III. Si je t’affirmais que la grêle se forme dans l’air, de même que la glace parmi nous, par la congélation d’une nuée entière, ce serait par trop de témérité. Range-moi donc dans la classe de ces témoins secondaires qui disent : « Je ne l’ai pas vu, certes, mais je l’ai ouï dire. » Ou encore, je ferai ce que font les historiens : ceux-ci, quand ils ont, sur nombre de faits, menti tout à leur aise, en citent quelqu’un dont ils ne répondent pas, et dont ils laissent à leurs auteurs la responsabilité. Si donc tu es disposé à me croire, Posidonius s’offre pour garant tant de ce que j’ai dit ci-dessus que de ce qui va suivre. Il affirmera, comme s’il y eût été, que la grêle provient de nuées pleines d’eau, ou même déjà changées en eau. Pourquoi les grêlons sont-ils de forme ronde ? Tu peux le savoir sans maître, si tu observes qu’une goutte d’eau s’arrondit toujours sur elle-même. Cela se voit sur les miroirs qui retiennent l’humidité de l’haleine, sur les vases mouillés, et sur toute surface polie. Vois même les feuilles des arbres, les herbes, où les gouttes qui s’y arrêtent demeurent en globules.

Quoi de plus dur qu’un roc ? quoi de plus mou que l’onde
Qui laisse au dur rocher une empreinte profonde[11]?

Ou, comme a dit un autre poëte :

Goutte à goutte en tombant l’eau creuse enfin la pierre<ref>Lucrèce, I, 324.
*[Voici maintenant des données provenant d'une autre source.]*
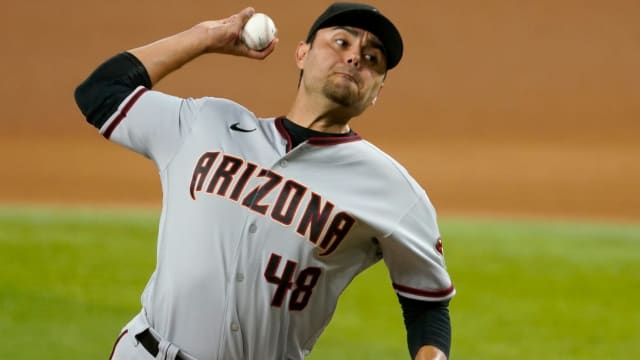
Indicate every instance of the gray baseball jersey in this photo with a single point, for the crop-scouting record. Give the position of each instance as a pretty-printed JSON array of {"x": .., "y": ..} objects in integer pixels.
[{"x": 257, "y": 241}]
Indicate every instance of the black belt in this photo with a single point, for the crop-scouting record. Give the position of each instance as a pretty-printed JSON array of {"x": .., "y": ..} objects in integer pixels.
[{"x": 150, "y": 343}]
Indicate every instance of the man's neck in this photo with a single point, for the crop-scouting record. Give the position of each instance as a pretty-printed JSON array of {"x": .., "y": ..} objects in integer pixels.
[{"x": 323, "y": 116}]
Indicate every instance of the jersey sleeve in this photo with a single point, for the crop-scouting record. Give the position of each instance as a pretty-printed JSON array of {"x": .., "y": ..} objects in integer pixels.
[
  {"x": 151, "y": 123},
  {"x": 414, "y": 256}
]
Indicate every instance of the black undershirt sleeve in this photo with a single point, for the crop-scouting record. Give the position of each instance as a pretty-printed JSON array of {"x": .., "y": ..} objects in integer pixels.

Et ce creux est sphérique. D’où l’on voit que l’eau qui le produit l’est aussi, et se taille une place selon sa forme et sa figure. Au reste, il se peut, quand les grêlons ne seraient pas tels, que dans leur chute ils s’arrondissent, et que, précipités à travers tant de couches d’un air condensé, le frottement agisse sur tous et les façonne en boules. Cela ne saurait avoir lieu pour la neige ; elle est trop peu ferme, trop dilatée, et ne tombe pas d’une grande hauteur, mais se forme non loin de la terre. Elle ne traverse pas dans les airs un long intervalle ; elle se détache d’un point très rapproché. Mais pourquoi ne prendrais-je pas la même liberté qu’Anaxagore ? car c’est entre philosophes surtout qu’il doit y avoir égalité de droits. La grêle n’est que de la glace suspendue ; la neige est une congélation flottante parmi les frimas. Nous l’avons déjà dit : entre l’eau et la rosée il y a la même différence qu’entre le frimas et le glaçon, comme entre la neige et la grêle.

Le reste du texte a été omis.